Film studios feared him as much as they respected his skills. They didn't trust him. He was known to try to take over a production, asking why you'd put a camera there, why you'd do a scene that way. His directing efforts after Ambersons consist of the awesome TOUCH OF EVIL, Kafka's The Trial , a film with his wife Rita Hayworth (who he praises) The Lady of Shanghai and attempting to make more great Shakespearean films with CHIMES AT MIDNIGHT considered his greatest film post-Kane. (It has no distributer to this day, still in limbo). Clearly he suffered the same fate as Erich von Stroheim, but he had light years more talent than Stroheim, and he actually said he has no regrets over what studios did to him but was disturbed by what they did to directors like Stroheim!. Hollywood basically made Orson into a shadow of his former self, a buffoon, acting in projects he should never have been near: Catch-22, The Muppet Movie, commercials for beef, etc... His main problem (possibly his only problem) was money. Studios demand that your film make money. It's the film business, after all. You want to keep working? Be involved in a film that is financially successful, that hopefully has staying power. Orson's films had staying power, but they hardly made a dime. But he says in voiceover that he was very lucky, and had no real regrets. He died at his writing desk of a heart attack in 1985. He said his body should be cremated, so that he can give something back to this world after taking so much. It was interesting seeing his last interview on camera, hours before he died. His mind was still sharp and witty. He's buried in Spain.
One important thing I learned while watching this is that the film business is cut-throat, and genius is not valued. Then or now.
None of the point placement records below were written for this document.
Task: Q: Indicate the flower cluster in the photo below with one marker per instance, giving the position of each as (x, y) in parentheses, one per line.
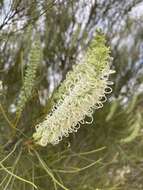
(82, 91)
(29, 78)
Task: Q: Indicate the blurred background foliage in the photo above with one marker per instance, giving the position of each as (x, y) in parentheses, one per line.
(108, 153)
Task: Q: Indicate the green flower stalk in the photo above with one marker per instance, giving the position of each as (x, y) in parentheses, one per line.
(82, 91)
(29, 78)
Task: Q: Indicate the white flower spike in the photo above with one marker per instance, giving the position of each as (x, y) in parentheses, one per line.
(82, 91)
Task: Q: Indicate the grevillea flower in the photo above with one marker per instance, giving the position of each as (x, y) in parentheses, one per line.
(29, 78)
(82, 91)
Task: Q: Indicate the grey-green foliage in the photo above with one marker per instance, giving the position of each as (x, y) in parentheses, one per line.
(30, 74)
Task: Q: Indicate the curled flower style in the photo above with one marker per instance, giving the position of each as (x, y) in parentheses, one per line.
(83, 90)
Great artists will still be shunned, great works of art will still go lost and forgotten or simply unwanted. Hollywood knew what they were doing to Orson, and they didn't care. The FBI was on his ass from the day Kane was released until he died. J. Edgar Hoover was friends with William Randolph Hearst, and they were affronted by this Genius. I say fuck 'em. Hoover was a cross-dressing moron, and Hearst was a soulless animal. Orson Welles was the first punk filmmaker. He was 40 years ahead of everybody. And he took it in stride. He decided to LIVE in the face of such amateurs. And I love him just as much as Stanley Kubrick. Kubrick is mentioned in this doc, that he had unfinished films too, but he never had film in the can with them. Orson did. And we see clips from all of it. The man is important. Possibly the most important film Icon of the 20th Century. But that's open for debate. His films are touchtones, that's for sure.
Johann
07-13-2015, 11:18 AM
All of Orson's lost films are discussed, but not in any great depth. Don Quioxte is the big one- it was wild to see even the miniscule footage left from that film. We get a glimpse of what might have been. What's glaring is lesser men ran roughshod over him. That's a fact. Orson is a towering figure. He was treated like a piece of meat, a commodity, even as comic relief- see Billy Crystal and John Candy making fun of Orson in a comedy clip.
These fuckers can't sniff his director's chair. And historically they all look like fucking idiots. Orson has the last laugh.